My association with the Portfolio only goes back to 1994, when I worked part-time for three months at a small, disreputable computer dealer in Melbourne, Australia. For some reason, we had two Portfolio units lying around the store (it was already a has-been machine at the time), and I carried one in my jacket pocket for a couple of months - I fell in love with it! Unfortunately, the store owner wanted more than I was willing to pay for the machine, so I left them both behind when I moved jobs.
Secondhand Portfolio computers and accessories seem to be quite plentiful on ebay, and the only problem you are likely to have is a cracked LCD. Because the Portfolio has no backlight, few moving parts (apart from the keyboard), and its electronics run very cool, the units that are currently functional are likely to remain that way for quite a long time.
When I received my Portfolio, a couple of lines on the LCD were not working. This is one of the most annoying problems to fix! In order to get in and reseat the bad connection (which is the cause of this problem), you need to prise the faceplate off the LCD, revealing two screws, remove those screws, carefully pry open the casing (it's held together with plastic clips), unscrew the LCD controller, bend open the retaining tabs that hold the LCD onto the driver board, and wiggle it all apart. This process can only be carried out a couple of times before the retaining tabs work-harden and fall off.
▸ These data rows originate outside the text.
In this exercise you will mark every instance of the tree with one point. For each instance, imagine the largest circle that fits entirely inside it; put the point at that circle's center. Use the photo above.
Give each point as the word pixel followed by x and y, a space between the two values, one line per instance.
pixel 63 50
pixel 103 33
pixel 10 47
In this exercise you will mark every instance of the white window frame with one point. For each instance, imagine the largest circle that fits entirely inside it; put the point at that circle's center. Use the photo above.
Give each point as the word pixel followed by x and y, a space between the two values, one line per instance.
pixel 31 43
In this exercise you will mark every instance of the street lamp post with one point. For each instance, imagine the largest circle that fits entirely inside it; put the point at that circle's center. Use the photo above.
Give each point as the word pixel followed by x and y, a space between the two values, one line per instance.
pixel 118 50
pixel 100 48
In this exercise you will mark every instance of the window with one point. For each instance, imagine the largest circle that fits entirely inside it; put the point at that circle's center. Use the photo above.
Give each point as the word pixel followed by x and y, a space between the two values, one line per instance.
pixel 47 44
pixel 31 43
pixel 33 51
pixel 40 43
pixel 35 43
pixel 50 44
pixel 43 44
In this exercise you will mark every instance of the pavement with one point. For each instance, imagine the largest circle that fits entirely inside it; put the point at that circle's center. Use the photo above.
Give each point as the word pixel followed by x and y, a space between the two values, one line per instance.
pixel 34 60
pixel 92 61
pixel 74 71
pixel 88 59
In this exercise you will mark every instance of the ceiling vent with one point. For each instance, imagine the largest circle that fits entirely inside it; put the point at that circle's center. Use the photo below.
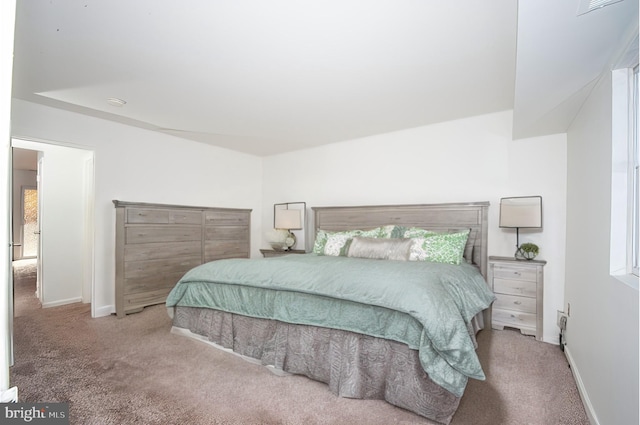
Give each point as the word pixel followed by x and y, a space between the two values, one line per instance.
pixel 587 6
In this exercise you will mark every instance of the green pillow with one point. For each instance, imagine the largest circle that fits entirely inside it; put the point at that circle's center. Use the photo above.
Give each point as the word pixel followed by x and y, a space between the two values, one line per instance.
pixel 440 247
pixel 336 243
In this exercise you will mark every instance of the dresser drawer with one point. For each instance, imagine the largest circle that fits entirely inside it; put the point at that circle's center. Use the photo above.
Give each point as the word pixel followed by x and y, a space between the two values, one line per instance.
pixel 159 216
pixel 220 249
pixel 515 287
pixel 226 218
pixel 137 269
pixel 501 271
pixel 227 232
pixel 148 234
pixel 185 217
pixel 515 303
pixel 156 251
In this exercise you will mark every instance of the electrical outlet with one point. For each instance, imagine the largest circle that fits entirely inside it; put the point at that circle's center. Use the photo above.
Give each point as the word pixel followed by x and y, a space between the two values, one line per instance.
pixel 561 319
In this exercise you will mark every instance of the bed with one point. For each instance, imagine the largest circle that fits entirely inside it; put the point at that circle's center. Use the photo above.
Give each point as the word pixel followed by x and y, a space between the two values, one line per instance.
pixel 363 312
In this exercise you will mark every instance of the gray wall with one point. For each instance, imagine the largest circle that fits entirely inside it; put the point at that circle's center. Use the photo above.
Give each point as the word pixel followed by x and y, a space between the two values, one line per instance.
pixel 602 330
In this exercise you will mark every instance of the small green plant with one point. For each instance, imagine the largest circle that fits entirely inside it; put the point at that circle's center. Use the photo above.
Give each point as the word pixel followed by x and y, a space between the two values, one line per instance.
pixel 529 250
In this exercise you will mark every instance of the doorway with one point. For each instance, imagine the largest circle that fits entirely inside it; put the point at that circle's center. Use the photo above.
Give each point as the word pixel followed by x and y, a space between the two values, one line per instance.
pixel 63 239
pixel 29 225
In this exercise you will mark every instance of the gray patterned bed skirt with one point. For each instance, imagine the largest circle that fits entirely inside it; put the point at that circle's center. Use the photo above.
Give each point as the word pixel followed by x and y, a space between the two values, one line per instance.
pixel 353 365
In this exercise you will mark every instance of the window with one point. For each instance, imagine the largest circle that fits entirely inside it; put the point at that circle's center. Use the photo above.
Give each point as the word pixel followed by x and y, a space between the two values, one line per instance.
pixel 625 194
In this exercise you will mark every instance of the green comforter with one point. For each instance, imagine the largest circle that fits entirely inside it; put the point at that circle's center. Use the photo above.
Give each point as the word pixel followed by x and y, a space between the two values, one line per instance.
pixel 424 305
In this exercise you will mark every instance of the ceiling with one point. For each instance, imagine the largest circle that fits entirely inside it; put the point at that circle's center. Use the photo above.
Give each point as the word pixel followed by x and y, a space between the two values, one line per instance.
pixel 266 77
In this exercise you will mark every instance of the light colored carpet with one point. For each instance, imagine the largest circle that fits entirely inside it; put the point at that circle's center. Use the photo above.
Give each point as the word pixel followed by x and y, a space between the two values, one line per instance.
pixel 132 370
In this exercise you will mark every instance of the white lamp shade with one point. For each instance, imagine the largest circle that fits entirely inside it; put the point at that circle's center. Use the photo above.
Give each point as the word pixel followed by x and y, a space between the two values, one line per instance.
pixel 288 219
pixel 522 212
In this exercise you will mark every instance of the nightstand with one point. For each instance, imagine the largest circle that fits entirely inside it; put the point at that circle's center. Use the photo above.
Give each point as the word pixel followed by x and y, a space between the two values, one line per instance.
pixel 518 286
pixel 266 253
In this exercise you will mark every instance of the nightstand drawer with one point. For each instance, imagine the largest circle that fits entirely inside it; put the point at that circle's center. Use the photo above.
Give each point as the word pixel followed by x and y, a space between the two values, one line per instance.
pixel 510 318
pixel 519 289
pixel 515 273
pixel 515 287
pixel 515 303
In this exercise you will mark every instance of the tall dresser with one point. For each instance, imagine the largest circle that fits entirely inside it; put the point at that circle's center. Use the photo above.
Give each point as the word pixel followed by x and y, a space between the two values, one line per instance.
pixel 156 244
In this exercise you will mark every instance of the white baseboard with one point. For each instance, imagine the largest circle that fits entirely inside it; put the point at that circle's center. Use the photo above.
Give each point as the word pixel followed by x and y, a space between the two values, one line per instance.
pixel 588 407
pixel 104 311
pixel 62 302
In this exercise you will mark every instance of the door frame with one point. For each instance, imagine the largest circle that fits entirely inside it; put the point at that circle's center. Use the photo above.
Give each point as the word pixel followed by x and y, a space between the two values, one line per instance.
pixel 87 195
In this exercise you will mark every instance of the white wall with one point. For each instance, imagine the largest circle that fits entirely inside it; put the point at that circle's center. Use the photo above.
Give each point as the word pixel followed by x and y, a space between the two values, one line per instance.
pixel 132 164
pixel 602 330
pixel 472 159
pixel 7 26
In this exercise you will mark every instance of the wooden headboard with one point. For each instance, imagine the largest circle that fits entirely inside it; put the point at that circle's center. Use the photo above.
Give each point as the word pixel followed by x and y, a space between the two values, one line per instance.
pixel 437 217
The Portfolio seems to have been best supported in the days of proprietary online services like CompuServe, and not all of this information has been brought over to the Internet. The archive below contains all the reference information I have found on the Portfolio thus far, in one tasty ZIP file. It includes some software, a FAQ, some electronic newsletters and their accompanying software, and a couple of other handy bits of information.
Because the Portfolio is basically an old PC/XT (albeit stripped-down), the idea of "emulating" it doesn't make a lot of sense, and I am not aware of a specific emulator.